Le fait d’être membre d’un Groupe parlementaire ne fait pas du député l’obligé dudit Groupe. Nous sommes titulaires d’un mandat de représentation de la Nation toute entière, donc du peuple dans son intégralité, en conséquence nos opinions et nos positions sont libres. Pour cela nous n’entendons pas être soumis à des instructions précises et ponctuelles du Groupe. Les motifs invoqués montrent que le Groupe parlementaire astreint ses députés à une forme déguisée de mandat impératif, puisque nous sommes tenus pour individuellement comptables pour avoir eu des opinions différentes des membres de l’Alliance patriotique. Nous n’accepterons jamais un tel mécanisme politique tant bien d’un point de vue idéel que pratique parce qu’il nous semble peu compatible avec les principes de la démocratie,et qui plus est, apparaît comme une entreprise de destruction de l’idée que nous nous faisons de la souveraineté nationale.
Il n’y a pas de menace encore moins de pression capable de forcer, ni d’ébranler notre volonté, comme le pense quelques naïfs. Nous avons tous notre libre arbitre, et il n’y a rien qui nous contraigne.
Notre désir de nous « opposer autrement » est de voir tous les guinéens échanger et vivre dans la détente et dans une communion d’idée est intacte. Mais à l’épreuve des faits, pour certain et en plusieurs occasions, cette bonne intention n’a servi qu’à vouloir nous envoyer vers l’assouvissement d’intérêts particuliers,d’objectifs obscurs et inavouables ou vers le chaos. C’est dans ce dessein que celui qui voulait se donner à être vu en protecteur œcuménique des droits de l’homme et de la paix s’est embourbé dans un combat politique d’arrière-garde sans souffle et sans issue.
Nous nous exprimons ici avec la franchise de citoyens libres. Dans le Groupe nous cherchions des collègues et aujourd’hui nous ne voyons que des accusateurs. Dans toute organisation il y a des règles de bienséance qui s’imposent à tous. Tout propos violent et déplacé peut entrainer une réplique à la hauteur de l’offense. C’est bien ce qui s’est passé ce vendredi 3 juillet quand l’Honorable Abdoulaye Kourouma a riposté à des injures de l’Honorable Baadiko Bah avec la même intensité et le même ton. C’était la réponse du berger à la bergère. En tout état de cause, bien qu’étant le benjamin, il bénéficie en la circonstance d’excuse de provocation. C’est évident !
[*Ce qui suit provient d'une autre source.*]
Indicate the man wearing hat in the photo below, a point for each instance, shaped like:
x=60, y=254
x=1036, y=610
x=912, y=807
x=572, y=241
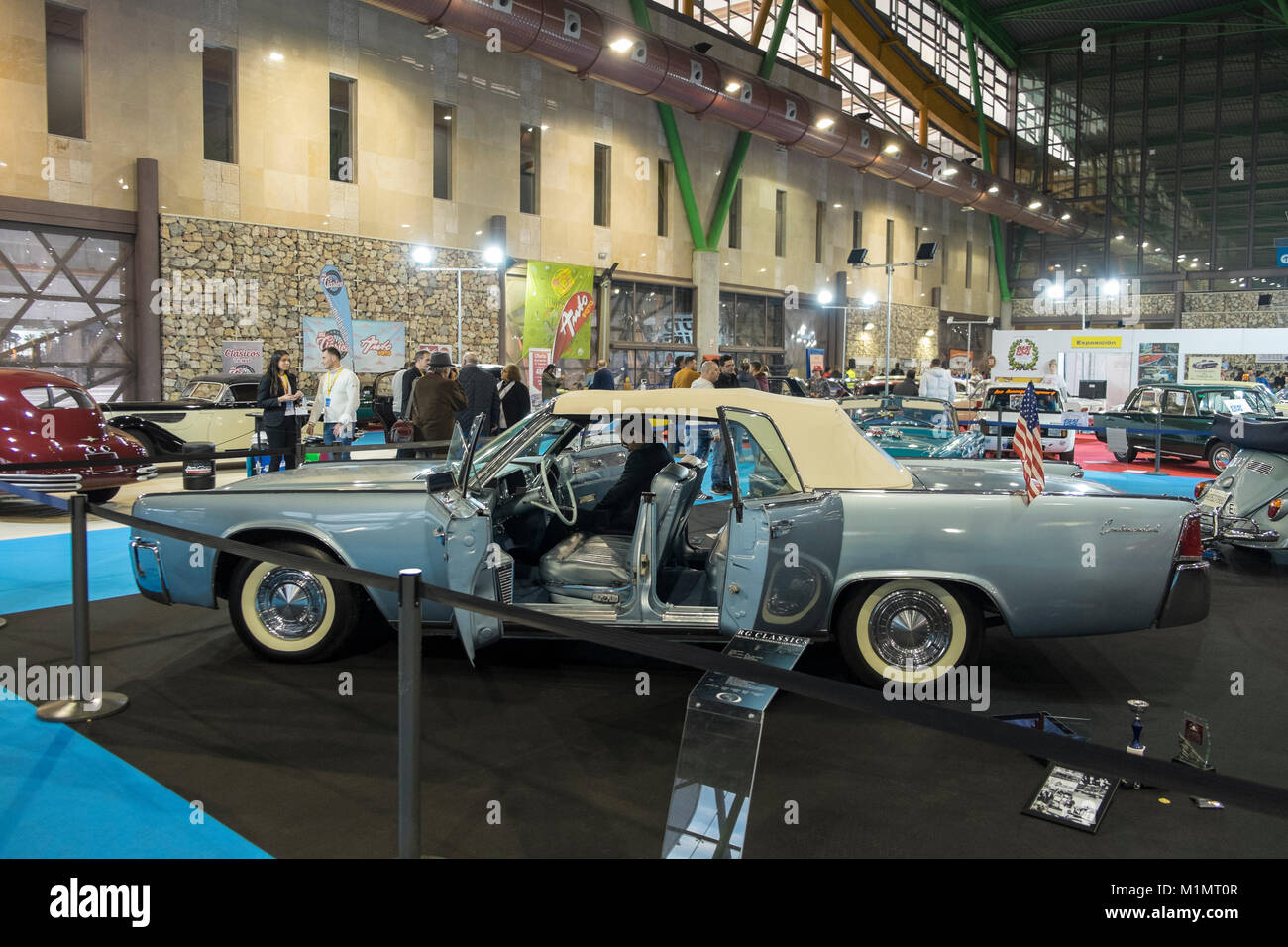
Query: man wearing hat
x=436, y=398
Sommes-nous donc les seuls députés pour lesquels il n’existerait aucune loi, ni aucune forme ?
Certes que la capacité du chef de file de l’opposition à étendre ses ramifications et dicter sa loi au Groupe à travers un président aux ordres est établie, mais aussi, nous savons que d’autres forces occultes agissantes, et pas des moindres, sont impliquées et cachent leur perfidie dans cette vaste cabale.
Dans ce cas, quel devrait être le cadre précis de votre action ?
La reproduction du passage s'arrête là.